In his brief of the law, the defendant has cited several cases involving firearms. Generally, I believe we can say that “ reckless ” and “ culpably negligent ” mean the same whether applied to a vehicle or a firearm; however, to the writer there *297is a great difference between an automobile and a high-power rifle; it is true, one may be as dangerous as the other; but a firearm is a dangerous weapon, it is a weapon for killing; in the instant case the defendant was carrying this weapon to kill, if seen, a wild animal; whether hunting for a deer or a bear, he was bound under the. law to kill only a certain sex or age; to determine it was necessary to see, and distinguish, what he shot at; that requires more than aiming and firing a heavy firearm at a moving object. The determination of the acts of the defendant, whether reckless or culpably negligent, under the circumstance of this case are questions of fact for a jury’s determination. (People v. Williams, 187 Misc. 299.)
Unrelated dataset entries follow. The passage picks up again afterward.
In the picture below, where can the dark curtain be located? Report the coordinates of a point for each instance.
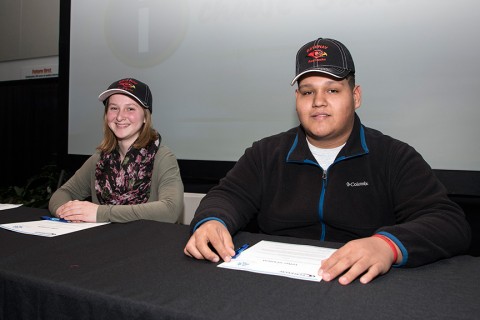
(30, 127)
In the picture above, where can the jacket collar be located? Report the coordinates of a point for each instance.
(356, 145)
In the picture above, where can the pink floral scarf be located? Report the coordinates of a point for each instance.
(127, 182)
Defendant’s attorney in his brief points out that there, is no evidence to indicate the bullet fired from the defendant Smaka’s rifle was the actual bullet that struck and caused the fatal wound producing the death of Ulrich; the evidence of the defendant himself is that he aimed and fired his rifle at an object, heard a scream, and ran to the place where he had aimed and at which he had fired his rifle, he found Ulrich wounded, and from which wound he died; this was not a battlefield, I can give little credence to such contention.

Defendant’s motion for a dismissal of the indictment is denied.